Gunshots, and he wasn’t sure whether they were from outside the door or had sounded over the phone. Olivia and Lucy looked at the door, startled. Outside.
‘Holly, gotta go, see you in Control in three minutes.’
‘Wait!’
‘Holly—’
‘Loved you, Vic.’
‘I’m not going through without you,’ he said. ‘We’ll wait in Control.’
‘Okay. Now go.’
‘Holly . . .’ I loved you, he wanted to say. But he didn’t, because he still loved her, and to say that in front of Lucy would have been too much.
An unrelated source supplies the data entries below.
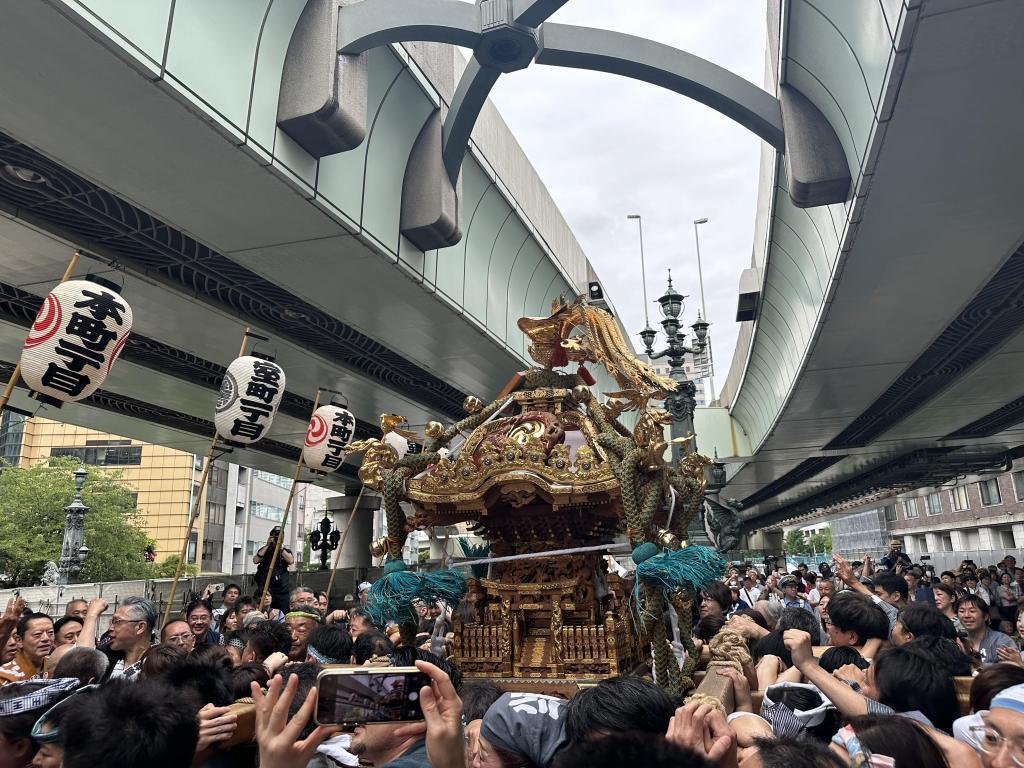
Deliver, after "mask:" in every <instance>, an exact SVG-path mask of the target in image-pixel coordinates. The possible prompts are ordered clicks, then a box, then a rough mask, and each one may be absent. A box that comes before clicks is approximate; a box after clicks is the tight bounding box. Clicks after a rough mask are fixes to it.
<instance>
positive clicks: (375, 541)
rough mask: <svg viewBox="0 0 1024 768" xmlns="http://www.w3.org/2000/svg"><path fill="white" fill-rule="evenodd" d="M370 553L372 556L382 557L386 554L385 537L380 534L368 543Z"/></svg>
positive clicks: (386, 539)
mask: <svg viewBox="0 0 1024 768" xmlns="http://www.w3.org/2000/svg"><path fill="white" fill-rule="evenodd" d="M370 554H371V555H373V556H374V557H384V555H386V554H387V537H386V536H382V537H381V538H380V539H375V540H374V541H372V542H371V543H370Z"/></svg>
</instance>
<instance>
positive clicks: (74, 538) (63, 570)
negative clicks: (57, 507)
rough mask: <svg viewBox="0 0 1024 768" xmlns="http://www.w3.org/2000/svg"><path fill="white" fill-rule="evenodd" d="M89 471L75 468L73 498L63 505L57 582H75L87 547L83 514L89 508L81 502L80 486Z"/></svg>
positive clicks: (84, 555) (81, 467) (80, 569)
mask: <svg viewBox="0 0 1024 768" xmlns="http://www.w3.org/2000/svg"><path fill="white" fill-rule="evenodd" d="M88 474H89V473H88V472H86V471H85V467H84V466H80V467H79V468H78V469H77V470H75V498H74V499H73V500H72V503H71V504H69V505H68V506H67V507H65V538H63V544H61V546H60V562H59V563H57V583H58V584H71V583H73V582H77V581H78V578H79V574H80V573H81V572H82V567H83V566H84V565H85V561H86V559H87V558H88V557H89V548H88V547H86V546H85V515H86V513H87V512H88V511H89V508H88V507H86V506H85V504H83V503H82V486H83V485H85V478H86V476H87V475H88Z"/></svg>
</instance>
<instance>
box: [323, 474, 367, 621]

Holly disconnected and he pocketed the phone.
‘They’re in,’ Lucy said.
‘Yeah. Okay, listen. We have to get through the breach.’
‘With Jayne,’ Lucy said. ‘She’s our hope.’
Vic grabbed his pistol; reloaded now, and with three spare magazines.
‘But won’t they follow us through?’
‘Holly’s doing something to the breach, I guess to prevent that. And we’ll be ready over there when it opens again. Defend it until we’re ready to come back through with a cure.’
‘And what’ll be left?’
Vic couldn’t answer that, so he didn’t try.
‘Ready, princess?’ he asked.
‘I’m scared,’ Olivia said.
‘You follow close to me, keep your eyes on my back, turn when I turn. Remember how you’d follow my steps in the snow?’ His beautiful daughter nodded. ‘Pretend we’re doing that now.’
He pulled on his boots and stood by the door. Last time I ran from here, I turned right.
Vic opened the door, paused at the corridor junction, checked both ways, and headed left.
7
‘We’ll take Marc with us,’ Drake said.
Holly nodded, her heart thumping, looking from Drake to Marc. I can’t say goodbye. It might slow them down.
‘I need everything,’ Marc said, picking up piles of printed material. He glanced at the laptop and satphone, frowned.
‘No use over there,’ Holly said. ‘You need to go.’
One of the screens showed the garage, block wall tumbled from the pressure of zombies massed in the high duct behind it, hundreds of them now pressing forward against the wall below the camera where the short corridor to the common room began. Earlier, Holly had caught a brief glimpse of Hitch’s slack face in the mass. The middle screen showed the common room. It was empty of kids now, and a tide of zombie bodies was flowing through the door like a slow wave. Several people – from Holly’s Earth, and from Gaia – were systematically shooting any new one that managed to force its way, through, adding to the pile of cadavers. Gunshots flashed, crossbows whispered, gun smoke hazed the air. It could not last.
The fourth screen showed hundreds more zombies gathered around the parked bus and open duct. If she watched long enough, Holly knew that she would see them drop out of view on one screen and appear again, eventually, in the garage.
‘Moira’s leading the kids,’ Drake said to Marc. ‘You need to come with us.’
Marc nodded, looking around the room as if he’d forgotten something important. He’s scared, Holly realised. She held his arms, catching his stare.
‘I’ll see you soon,’ she said. Marc offered a brief smile.
‘You’re not coming?’ Drake asked.
‘I need to close the breach for a while, until we’re . . .’ She trailed off, pointed at the screens. ‘Make sure Vic picks up Jayne on his way.’
Drake nodded, and behind him Moira stared at Holly. Smiled. Holly smiled back.
They left Secondary, and Holly closed the door behind them and locked it. Then she returned to the desk and sat back, placing her pistol beside her laptop. She tapped a few keys and brought up the program she needed. Deep down by the core, an electronic switch the size of her thumb waited to trip.